The GeoEAS program was developed for the EPA to allow simple analysis of spatially distributed data, primarily concentrations of contaminants in soil (E. Englund and A Sparks, GEOstatistical Environmental Assessment Software. Environmental Protection Agency EPA-EMSL, Las Vegas USA, 1991. ) The original program was written for DOS (the original operating system for PC's for you youngin's), but Andy Long supports a Unix Version on his web site. Dr Long also publishes an online documentation for the program. Geo-EAS (Geostatistical Environmental Assessment Software) is a collection of interactive software tools for performing two- dimensional geostatistical analyses of spatially distributed data. Programs are provided for data file management, data transformations, univariate statistics, variogram analysis, cross validation, kriging, cokriging, post plots, and line/scatter graphs. It is a bit crude by today's standards, but it is easy to learn, free, and it works!
Your lesson is adopted from the tutorial provided with the software and adopted by Andy Long for the Unix Version.
You will need to prepare a directory for the lesson. In your class directory create a directory called "geostat". From the like-named directory in the class directory, copy the file "example.dat" into that directory. You should have "/nsm/class/gly560/username/geostat/example.dat".
To start GeoEAS go to your geostat directory and type:
use geoeas
You should get a response like this:
Programs from which to choose:
prevar
vario
scatter
stat1
krig
xvalid
cokrig
cokval (or rn)
corres
trans
dataprep
3-d View (or geo-gobi)
After this, to run any program type:
geoeas program
where program is the program name.
The scenario for the example is that data has been acquired from analyses of 60 soil samples at a site contaminated with arsenic, cadmium, and lead. The example file you will used is called example.dat, and it contains the position of a number of samples on an X Y (Easting, Northing) coordinate system, and concentrations (in ppm). The first few lines are as follows:
Example.dat - Geostatistical Environmental Assessment Software
5
Easting feet
Northing feet
Arsenic ppm
Cadmium ppm
Lead ppm
288.0 311.0 .850 11.5 18.25
285.6 288.0 .630 8.50 30.25
273.6 269.0 1.02 7.00 20.00
280.8 249.0 1.02 10.7 19.25
First we will examine the spatial distribution of the data points, using the program "scatter." Type:
geoeas scatter
A screen should appear that tells you to "keep your mouse here". For this program, we will leave the mouse at home and use the arrows and space bars to choose options and execute functions. Your cursor should be over "Prefix". This command allows you to set the working directory for your exercise. Hit return with Prefix highlighted, and you will be able to edit the prefix dialog. Type in the directory:
/nsm/class/gly560/username/geostat/
making sure to include the last slash. Hit return and you should go back to the main menu.
Use the arrow to go over to the Data menu, and hit return. Type in example.dat in the editable region and then hit return. You should see that the Variables field is populated with Northing and Easting. Keep hitting return until you get back to the main menu. You will see that there are 60 data records, as we expected. Now go to options, and turn off regression and turn on equal scaling.
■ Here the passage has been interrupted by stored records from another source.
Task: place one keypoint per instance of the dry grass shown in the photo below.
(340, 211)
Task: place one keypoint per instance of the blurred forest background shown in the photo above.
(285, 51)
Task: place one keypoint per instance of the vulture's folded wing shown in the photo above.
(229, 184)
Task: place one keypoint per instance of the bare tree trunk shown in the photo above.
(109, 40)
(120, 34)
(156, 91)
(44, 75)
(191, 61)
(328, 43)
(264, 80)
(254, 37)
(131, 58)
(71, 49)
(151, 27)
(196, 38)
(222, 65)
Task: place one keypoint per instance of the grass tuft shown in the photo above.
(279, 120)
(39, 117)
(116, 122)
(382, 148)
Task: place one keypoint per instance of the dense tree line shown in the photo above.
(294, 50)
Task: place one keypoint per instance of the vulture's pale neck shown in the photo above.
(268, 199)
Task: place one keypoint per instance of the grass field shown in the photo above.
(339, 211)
Hit return to get back to the main menu. Choose Execute, and hit return. You should get a display of the data points in "map" view, where the X and Y coordinates are Easting and Northing. When you are done looking at the data, quit out of the "scatter" program by continuing to choose "quit".
Now that you know the distribution of the sample points, you should examine the statistical distribution of the data without regard to position. This is simple "univariate" statistical analysis (e.g. mean, standard deviation etc.).
Univariate statistics can be calculated using the "stat1" program. To start "stat1" type:
geoeas stat1
This should bring up the stat1 main screen.
The option sequence below is the minimum required to compute univariate statistics and display a histogram and a probability plot for the variable Cadmium. Note that a default file name (Example.dat) has been carried forward from the previous program. When you finish examining the histogram, you do not go directly back to the main menu; an intermediate menu lets you select alternate options for replotting the histogram.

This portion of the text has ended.